Em discurso, à tribuna, ministro de Estado da Ciência, Tecnologia, Inovações e Comunicações, Gilberto Kassab.
Mesa:
superintendente institucional da Record TV, André Luiz Duarte Dias;
presidente da Record TV, Luiz Cláudio Costa;
requerente da sessão de comemoração, senador Eduardo Lopes (PRB-RJ);
presidente do Senado, senador Eunício Oliveira (MDB-CE);
requerente da sessão de comemoração, deputado Márcio Marinho (PRB-BA);
presidente do Conselho Federal da Ordem dos Advogados do Brasil (OAB), Claúdio Lamachia;
apresentadora da TV Record, Ana Hickmann;
presidente da Associação Brasileira de Rádio e Televisão (Abratel), Márcio Novaes.
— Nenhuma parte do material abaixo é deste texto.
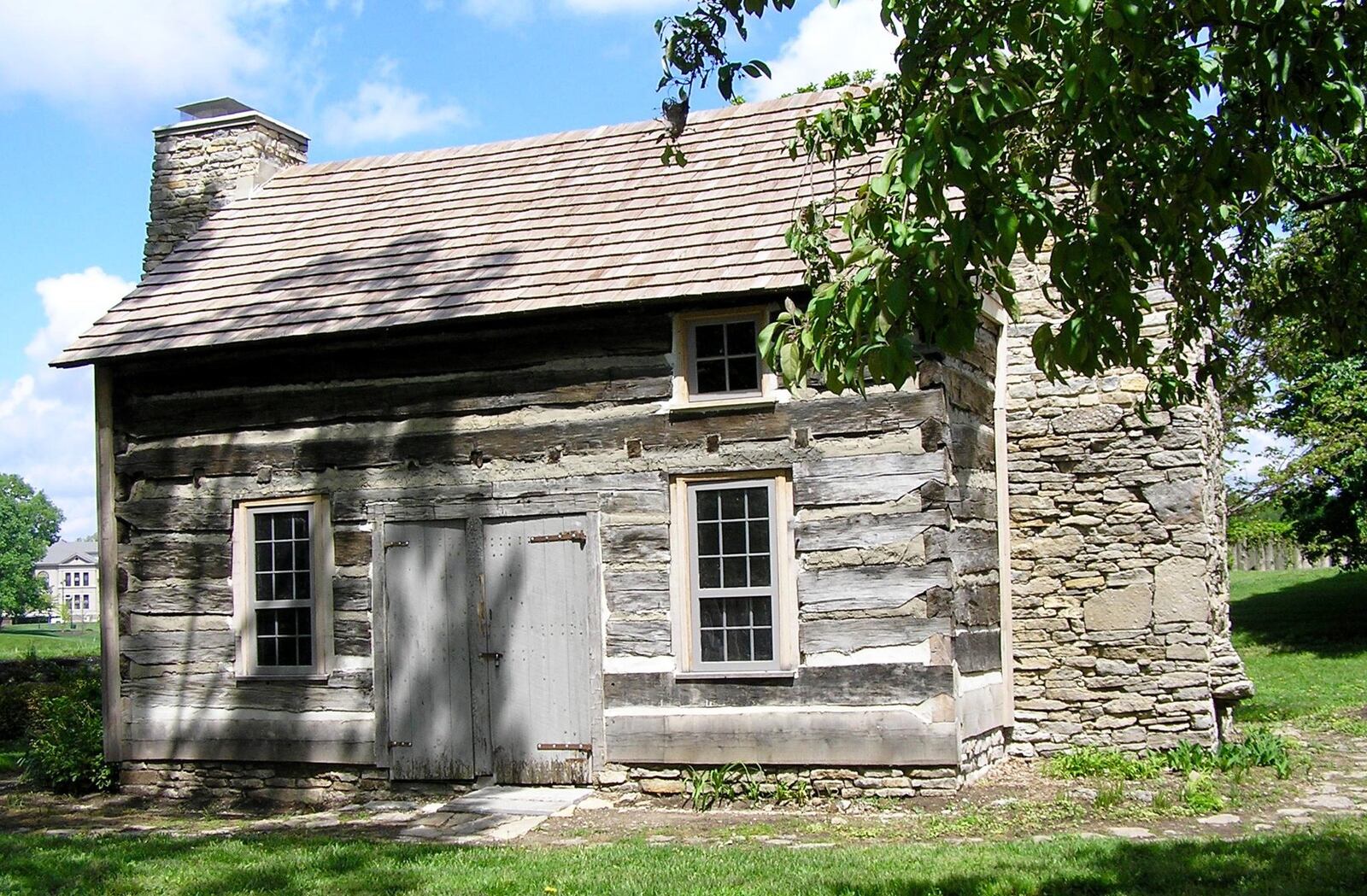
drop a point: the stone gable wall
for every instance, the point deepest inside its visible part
(1120, 586)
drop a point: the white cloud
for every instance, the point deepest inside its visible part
(1259, 449)
(507, 13)
(106, 52)
(830, 38)
(72, 303)
(626, 6)
(384, 111)
(47, 417)
(502, 13)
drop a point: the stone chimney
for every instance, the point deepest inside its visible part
(218, 152)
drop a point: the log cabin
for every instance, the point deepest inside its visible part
(461, 466)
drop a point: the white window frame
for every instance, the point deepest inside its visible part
(684, 576)
(243, 585)
(685, 360)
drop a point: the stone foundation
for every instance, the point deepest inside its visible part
(842, 783)
(273, 783)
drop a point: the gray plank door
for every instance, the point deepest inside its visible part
(428, 654)
(537, 589)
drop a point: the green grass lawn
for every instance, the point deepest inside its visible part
(50, 641)
(1303, 635)
(1330, 861)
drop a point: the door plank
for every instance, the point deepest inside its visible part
(428, 656)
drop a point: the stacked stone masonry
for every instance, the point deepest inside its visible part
(198, 171)
(1120, 586)
(300, 783)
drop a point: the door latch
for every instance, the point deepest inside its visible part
(574, 535)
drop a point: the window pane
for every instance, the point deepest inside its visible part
(284, 636)
(708, 542)
(708, 572)
(738, 645)
(733, 572)
(740, 337)
(707, 504)
(733, 537)
(758, 501)
(708, 340)
(711, 376)
(714, 647)
(742, 373)
(759, 536)
(763, 643)
(737, 612)
(733, 503)
(285, 623)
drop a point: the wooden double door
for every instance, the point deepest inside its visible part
(490, 649)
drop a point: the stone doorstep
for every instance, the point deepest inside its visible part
(519, 800)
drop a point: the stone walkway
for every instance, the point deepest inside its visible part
(1336, 787)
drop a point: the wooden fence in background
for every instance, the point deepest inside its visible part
(1271, 555)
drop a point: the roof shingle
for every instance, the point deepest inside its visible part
(564, 220)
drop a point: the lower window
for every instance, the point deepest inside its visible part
(733, 574)
(285, 559)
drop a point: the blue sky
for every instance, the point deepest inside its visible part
(84, 82)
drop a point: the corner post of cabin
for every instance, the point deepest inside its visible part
(111, 691)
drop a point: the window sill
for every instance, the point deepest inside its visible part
(719, 675)
(758, 403)
(309, 677)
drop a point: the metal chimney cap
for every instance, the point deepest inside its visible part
(212, 108)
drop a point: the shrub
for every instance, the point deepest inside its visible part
(66, 742)
(1261, 749)
(1200, 797)
(1095, 763)
(18, 704)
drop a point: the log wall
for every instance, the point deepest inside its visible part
(895, 526)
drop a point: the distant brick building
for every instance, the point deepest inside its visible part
(73, 576)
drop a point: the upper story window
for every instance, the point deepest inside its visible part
(282, 577)
(725, 358)
(718, 360)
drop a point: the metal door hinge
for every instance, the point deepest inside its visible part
(574, 535)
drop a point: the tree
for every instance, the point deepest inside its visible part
(1127, 141)
(29, 524)
(1294, 381)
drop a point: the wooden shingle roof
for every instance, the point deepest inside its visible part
(565, 220)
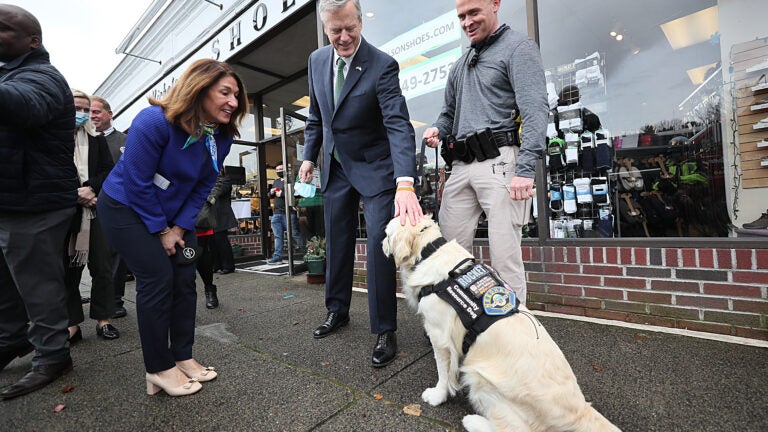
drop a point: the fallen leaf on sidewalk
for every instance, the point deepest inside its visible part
(412, 409)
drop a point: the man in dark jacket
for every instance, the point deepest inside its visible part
(38, 194)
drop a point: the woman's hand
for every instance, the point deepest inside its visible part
(171, 238)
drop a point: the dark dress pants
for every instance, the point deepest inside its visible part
(165, 291)
(100, 262)
(118, 278)
(204, 262)
(341, 203)
(223, 251)
(32, 283)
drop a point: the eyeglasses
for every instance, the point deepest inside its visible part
(473, 60)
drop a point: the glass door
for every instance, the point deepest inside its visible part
(300, 223)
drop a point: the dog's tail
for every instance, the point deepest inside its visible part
(590, 420)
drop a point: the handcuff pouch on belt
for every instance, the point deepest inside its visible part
(481, 145)
(478, 295)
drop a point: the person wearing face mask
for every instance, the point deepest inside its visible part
(149, 205)
(86, 243)
(38, 193)
(278, 223)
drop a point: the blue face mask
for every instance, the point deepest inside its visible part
(81, 118)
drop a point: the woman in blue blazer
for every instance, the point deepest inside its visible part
(149, 204)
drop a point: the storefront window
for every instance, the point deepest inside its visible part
(635, 137)
(426, 41)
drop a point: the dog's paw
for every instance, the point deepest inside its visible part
(476, 423)
(434, 396)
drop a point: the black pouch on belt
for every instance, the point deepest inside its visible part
(487, 144)
(462, 152)
(446, 150)
(474, 146)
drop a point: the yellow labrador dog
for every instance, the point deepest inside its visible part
(518, 379)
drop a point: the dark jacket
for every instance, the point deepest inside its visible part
(225, 217)
(37, 122)
(99, 162)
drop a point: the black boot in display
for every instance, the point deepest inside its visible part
(211, 299)
(759, 223)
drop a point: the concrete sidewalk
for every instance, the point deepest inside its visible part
(275, 377)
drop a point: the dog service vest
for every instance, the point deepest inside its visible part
(478, 295)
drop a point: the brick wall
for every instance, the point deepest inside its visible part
(721, 291)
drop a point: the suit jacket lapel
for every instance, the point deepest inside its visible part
(356, 70)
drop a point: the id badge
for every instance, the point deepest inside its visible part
(161, 182)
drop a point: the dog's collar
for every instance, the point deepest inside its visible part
(431, 248)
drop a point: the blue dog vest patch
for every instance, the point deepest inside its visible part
(478, 295)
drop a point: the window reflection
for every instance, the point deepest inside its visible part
(635, 146)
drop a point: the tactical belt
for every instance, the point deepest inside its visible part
(507, 138)
(478, 295)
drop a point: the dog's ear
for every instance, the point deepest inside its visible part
(401, 245)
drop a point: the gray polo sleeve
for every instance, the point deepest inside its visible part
(527, 75)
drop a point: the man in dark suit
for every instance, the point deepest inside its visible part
(38, 194)
(359, 118)
(101, 117)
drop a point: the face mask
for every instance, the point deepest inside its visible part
(81, 118)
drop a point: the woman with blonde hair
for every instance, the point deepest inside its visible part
(86, 243)
(149, 204)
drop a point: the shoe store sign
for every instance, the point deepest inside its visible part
(249, 25)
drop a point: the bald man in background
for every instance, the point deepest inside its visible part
(38, 194)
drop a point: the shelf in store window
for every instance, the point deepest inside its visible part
(758, 67)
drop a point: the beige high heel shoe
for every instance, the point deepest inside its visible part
(208, 373)
(155, 384)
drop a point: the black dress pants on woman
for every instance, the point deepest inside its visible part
(165, 291)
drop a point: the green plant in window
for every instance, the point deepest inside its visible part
(315, 248)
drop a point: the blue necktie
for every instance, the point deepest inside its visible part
(339, 80)
(337, 91)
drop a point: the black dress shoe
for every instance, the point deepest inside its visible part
(119, 312)
(385, 350)
(75, 338)
(211, 299)
(107, 331)
(333, 321)
(37, 378)
(7, 355)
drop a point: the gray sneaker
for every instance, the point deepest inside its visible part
(759, 223)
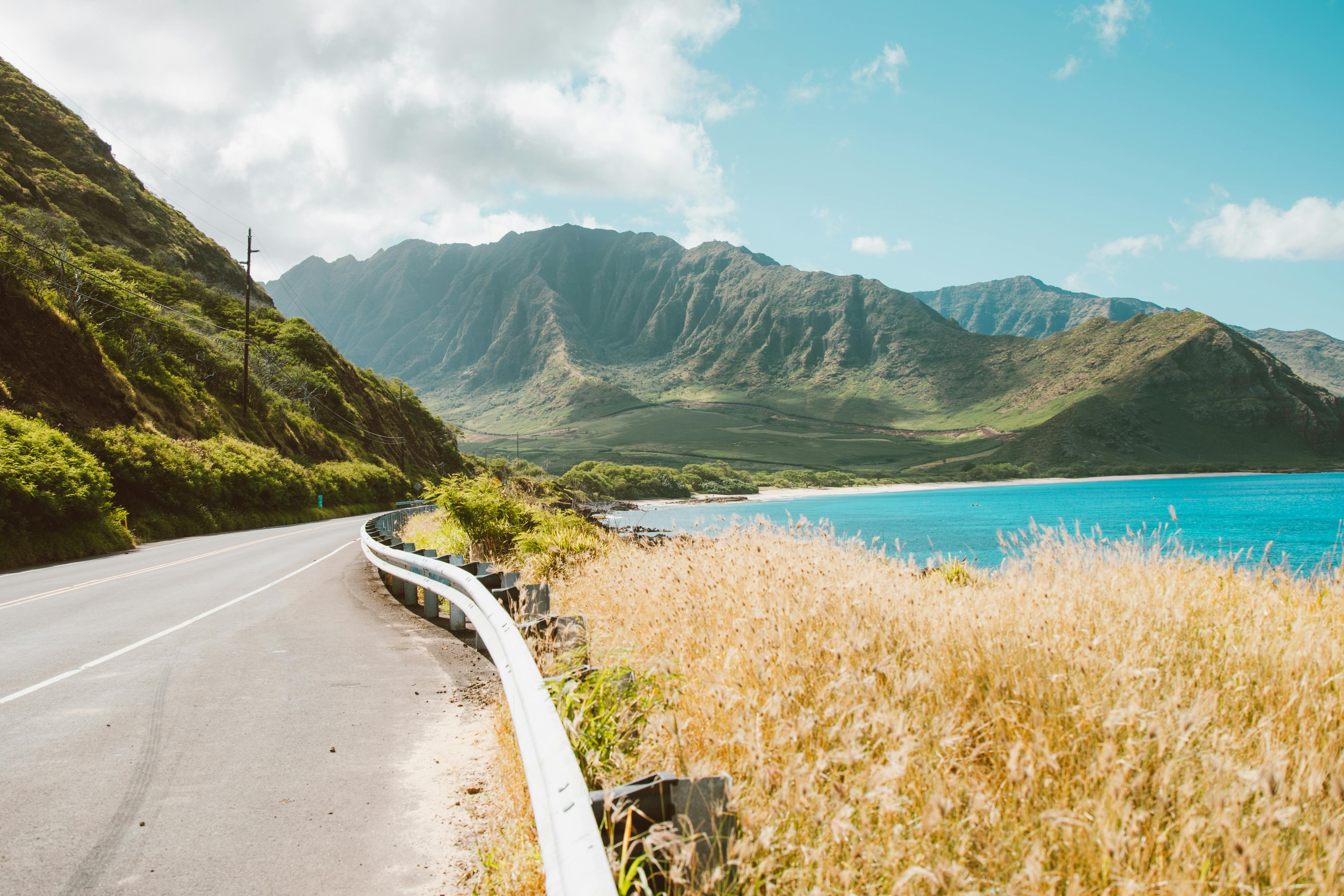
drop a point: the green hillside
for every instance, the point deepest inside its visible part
(1316, 357)
(122, 367)
(1026, 307)
(595, 339)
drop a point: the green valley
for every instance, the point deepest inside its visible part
(596, 340)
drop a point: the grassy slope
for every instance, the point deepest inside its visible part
(568, 326)
(752, 438)
(95, 363)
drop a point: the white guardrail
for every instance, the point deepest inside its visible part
(573, 855)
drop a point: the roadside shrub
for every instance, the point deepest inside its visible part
(46, 479)
(557, 542)
(604, 714)
(487, 520)
(490, 518)
(358, 483)
(718, 479)
(154, 475)
(56, 499)
(630, 483)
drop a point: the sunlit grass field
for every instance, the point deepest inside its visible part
(1089, 719)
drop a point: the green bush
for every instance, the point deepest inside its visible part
(56, 499)
(46, 479)
(633, 483)
(157, 475)
(358, 483)
(491, 518)
(718, 479)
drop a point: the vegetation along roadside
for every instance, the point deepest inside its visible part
(1090, 718)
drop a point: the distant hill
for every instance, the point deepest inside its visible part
(568, 326)
(1314, 355)
(117, 311)
(1027, 307)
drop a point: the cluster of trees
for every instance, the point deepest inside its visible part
(69, 495)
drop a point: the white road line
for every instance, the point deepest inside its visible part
(162, 566)
(155, 637)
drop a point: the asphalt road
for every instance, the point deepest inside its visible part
(280, 735)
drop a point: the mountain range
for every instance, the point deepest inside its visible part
(117, 311)
(622, 343)
(1027, 307)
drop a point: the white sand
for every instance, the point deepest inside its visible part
(784, 495)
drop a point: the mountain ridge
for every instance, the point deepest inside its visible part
(1025, 306)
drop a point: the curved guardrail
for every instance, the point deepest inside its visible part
(573, 855)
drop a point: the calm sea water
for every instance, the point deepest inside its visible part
(1297, 516)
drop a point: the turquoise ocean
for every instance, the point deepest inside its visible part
(1279, 519)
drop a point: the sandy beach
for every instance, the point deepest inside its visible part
(787, 495)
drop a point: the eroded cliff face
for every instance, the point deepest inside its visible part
(569, 322)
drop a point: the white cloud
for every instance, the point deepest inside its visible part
(342, 127)
(806, 90)
(1111, 19)
(885, 68)
(1311, 230)
(1104, 260)
(830, 221)
(1068, 69)
(878, 246)
(1135, 246)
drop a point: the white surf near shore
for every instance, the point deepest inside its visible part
(788, 495)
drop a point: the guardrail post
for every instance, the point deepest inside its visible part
(456, 619)
(431, 598)
(409, 593)
(534, 601)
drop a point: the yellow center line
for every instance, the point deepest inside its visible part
(162, 566)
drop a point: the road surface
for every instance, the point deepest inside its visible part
(297, 735)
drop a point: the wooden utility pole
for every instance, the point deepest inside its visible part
(248, 324)
(400, 412)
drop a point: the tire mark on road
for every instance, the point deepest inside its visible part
(85, 879)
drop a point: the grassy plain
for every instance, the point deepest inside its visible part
(1092, 719)
(746, 437)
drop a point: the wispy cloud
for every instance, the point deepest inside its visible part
(878, 246)
(346, 127)
(1104, 260)
(1068, 69)
(830, 221)
(1111, 19)
(885, 68)
(1135, 246)
(1311, 230)
(806, 90)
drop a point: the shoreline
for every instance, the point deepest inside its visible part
(771, 493)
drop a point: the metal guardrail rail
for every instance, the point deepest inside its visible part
(573, 855)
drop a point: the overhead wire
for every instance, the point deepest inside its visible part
(85, 112)
(115, 285)
(389, 440)
(124, 311)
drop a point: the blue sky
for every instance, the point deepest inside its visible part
(991, 164)
(1187, 154)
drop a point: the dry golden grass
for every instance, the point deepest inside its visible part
(510, 854)
(1089, 719)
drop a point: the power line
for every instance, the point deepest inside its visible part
(124, 311)
(124, 142)
(131, 292)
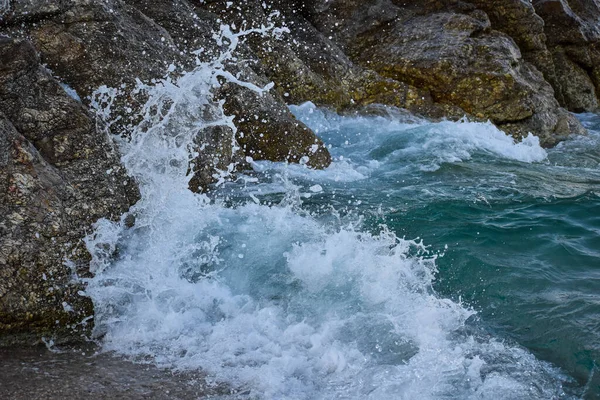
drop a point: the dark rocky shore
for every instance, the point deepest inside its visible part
(522, 65)
(81, 373)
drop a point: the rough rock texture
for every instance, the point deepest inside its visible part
(573, 38)
(451, 51)
(58, 174)
(514, 62)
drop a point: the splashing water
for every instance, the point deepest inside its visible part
(283, 301)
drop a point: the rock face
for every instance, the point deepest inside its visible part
(518, 63)
(58, 175)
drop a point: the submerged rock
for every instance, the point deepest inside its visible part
(513, 62)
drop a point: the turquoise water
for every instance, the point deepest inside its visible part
(523, 239)
(430, 261)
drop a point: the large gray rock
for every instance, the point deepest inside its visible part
(58, 175)
(450, 50)
(573, 38)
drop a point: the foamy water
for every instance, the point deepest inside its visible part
(283, 302)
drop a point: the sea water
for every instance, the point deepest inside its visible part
(429, 261)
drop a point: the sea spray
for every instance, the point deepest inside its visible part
(276, 301)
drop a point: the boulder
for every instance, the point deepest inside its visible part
(58, 175)
(450, 50)
(573, 38)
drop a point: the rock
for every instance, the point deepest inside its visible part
(266, 129)
(450, 50)
(573, 38)
(89, 44)
(308, 66)
(58, 175)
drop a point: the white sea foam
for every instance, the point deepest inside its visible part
(274, 300)
(398, 138)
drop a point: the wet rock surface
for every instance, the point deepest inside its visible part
(37, 373)
(58, 175)
(523, 65)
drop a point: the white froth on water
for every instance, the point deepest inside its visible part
(277, 302)
(402, 137)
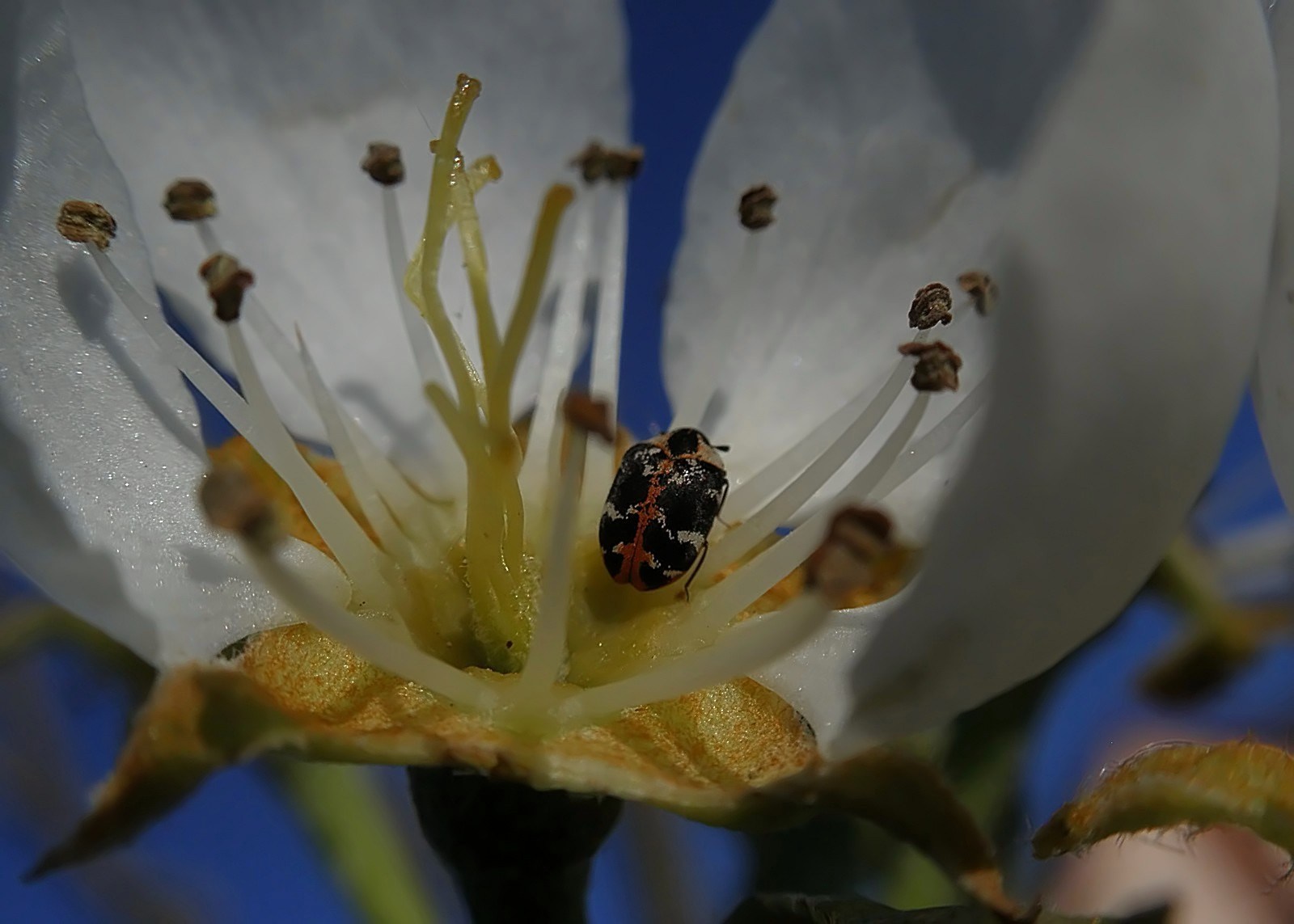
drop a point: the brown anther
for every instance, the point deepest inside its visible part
(608, 163)
(230, 501)
(86, 223)
(226, 281)
(981, 289)
(189, 200)
(590, 415)
(756, 207)
(383, 163)
(936, 368)
(857, 540)
(931, 306)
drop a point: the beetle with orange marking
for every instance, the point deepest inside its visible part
(660, 508)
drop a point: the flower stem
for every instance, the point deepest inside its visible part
(345, 813)
(518, 854)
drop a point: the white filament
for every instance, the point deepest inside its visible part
(364, 563)
(369, 642)
(549, 639)
(936, 441)
(605, 369)
(741, 540)
(558, 364)
(356, 475)
(431, 368)
(722, 603)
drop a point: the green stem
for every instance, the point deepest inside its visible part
(1183, 576)
(353, 826)
(519, 854)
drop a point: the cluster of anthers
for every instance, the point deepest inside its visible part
(576, 579)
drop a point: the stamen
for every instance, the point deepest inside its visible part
(720, 605)
(558, 364)
(936, 365)
(747, 534)
(476, 264)
(226, 281)
(366, 492)
(407, 506)
(935, 443)
(256, 314)
(543, 243)
(548, 650)
(482, 171)
(325, 512)
(364, 563)
(605, 370)
(383, 163)
(86, 223)
(744, 497)
(756, 213)
(431, 368)
(981, 289)
(844, 562)
(422, 278)
(931, 306)
(756, 207)
(189, 200)
(738, 652)
(598, 163)
(359, 635)
(232, 502)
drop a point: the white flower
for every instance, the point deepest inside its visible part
(1129, 236)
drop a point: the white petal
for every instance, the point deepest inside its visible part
(817, 680)
(1134, 265)
(99, 437)
(1274, 382)
(888, 129)
(275, 103)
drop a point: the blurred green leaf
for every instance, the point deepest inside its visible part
(808, 910)
(909, 799)
(1242, 783)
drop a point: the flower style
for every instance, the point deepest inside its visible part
(1113, 184)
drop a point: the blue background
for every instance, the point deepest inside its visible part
(236, 852)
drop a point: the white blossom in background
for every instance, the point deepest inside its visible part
(1114, 172)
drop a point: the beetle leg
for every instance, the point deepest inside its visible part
(696, 570)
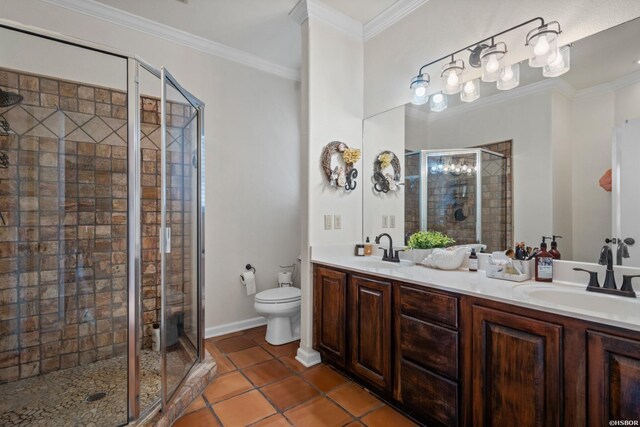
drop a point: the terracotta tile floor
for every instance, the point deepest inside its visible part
(263, 385)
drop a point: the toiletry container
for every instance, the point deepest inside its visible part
(544, 263)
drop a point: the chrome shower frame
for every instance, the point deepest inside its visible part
(134, 245)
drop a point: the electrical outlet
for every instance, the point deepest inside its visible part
(327, 222)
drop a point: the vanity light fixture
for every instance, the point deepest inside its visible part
(560, 65)
(509, 77)
(543, 44)
(492, 59)
(438, 102)
(470, 91)
(418, 88)
(451, 76)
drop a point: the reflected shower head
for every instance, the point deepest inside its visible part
(7, 99)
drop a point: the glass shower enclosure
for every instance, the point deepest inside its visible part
(101, 232)
(459, 192)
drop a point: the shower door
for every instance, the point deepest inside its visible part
(180, 225)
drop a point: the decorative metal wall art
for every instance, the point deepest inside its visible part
(383, 180)
(340, 176)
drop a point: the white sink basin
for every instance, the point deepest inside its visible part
(579, 298)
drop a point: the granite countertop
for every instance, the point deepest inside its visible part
(572, 300)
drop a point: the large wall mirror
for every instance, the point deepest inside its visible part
(554, 156)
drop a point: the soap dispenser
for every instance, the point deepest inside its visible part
(554, 247)
(544, 263)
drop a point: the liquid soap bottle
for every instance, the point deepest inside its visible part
(554, 247)
(544, 263)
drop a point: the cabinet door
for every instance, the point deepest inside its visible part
(370, 330)
(516, 370)
(329, 300)
(613, 378)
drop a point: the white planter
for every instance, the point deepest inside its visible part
(415, 255)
Foto: Geraldo Magela/Agência Senado
O presidente do PSD, Gilberto Kassab, anunciou nesta quarta-feira (25) que deixou o comando da Secretaria de Governo e Relações Institucionais de São Paulo. Ele justificou a decisão afirmando que a agenda partidária e eleitoral tornou “incompatível” sua permanência no primeiro escalão da gestão Tarcísio de Freitas. Kassab vinha se movimentando para ser vice em um eventual segundo mandato, mas o governador sinalizou preferência pela manutenção de Felício Ramuth no posto.
Na carta de despedida, Kassab exaltou o desempenho de Tarcísio e do governo paulista. “Em 2022 o PSD tomou a acertada decisão de apoiar a candidatura do Tarcísio, pois ficava claro que ele era o mais preparado para adotar as medidas, implementar os projetos e ações que o Estado de São Paulo demandava para seguir e intensificar seu desenvolvimento. Seu governo chega, quatro anos depois, repleto de realizações e notáveis avanços em todos os setores, como Saúde, Educação, Saneamento, Infraestrutura, Mobilidade, Segurança, Habitação, entre outros”, afirmou.
Ele também reiterou que o partido seguirá com Tarcísio em 2026: “O êxito alcançado em todos os setores ao longo desses quatro anos credencia o governador e seu governo a postular uma recondução, que tem o apoio do PSD, como ocorreu quando da sua eleição”.
Kassab agradeceu a lideranças históricas do PSD – Alda Marco Antonio, Alfredo Cotait e Guilherme Afif Domingos –, mas não mencionou Felício Ramuth, que, diante do desgaste interno, já foi até sondado pelo MDB para eventualmente trocar de sigla e permanecer na chapa de Tarcísio.
Ao deixar o secretariado dentro do prazo legal, Kassab fica apto a disputar as eleições deste ano, caso surja uma oportunidade. Paralelamente, prepara o anúncio do nome do PSD à Presidência da República, hoje restrito a dois governadores: Eduardo Leite, com quem se reúne nesta quarta, e Ronaldo Caiado, com quem tomou café na terça. A escolha será decisiva para posicionar o PSD no tabuleiro nacional, entre a esquerda do PT e o campo mais firme da direita que se organiza contra o projeto de poder de Lula.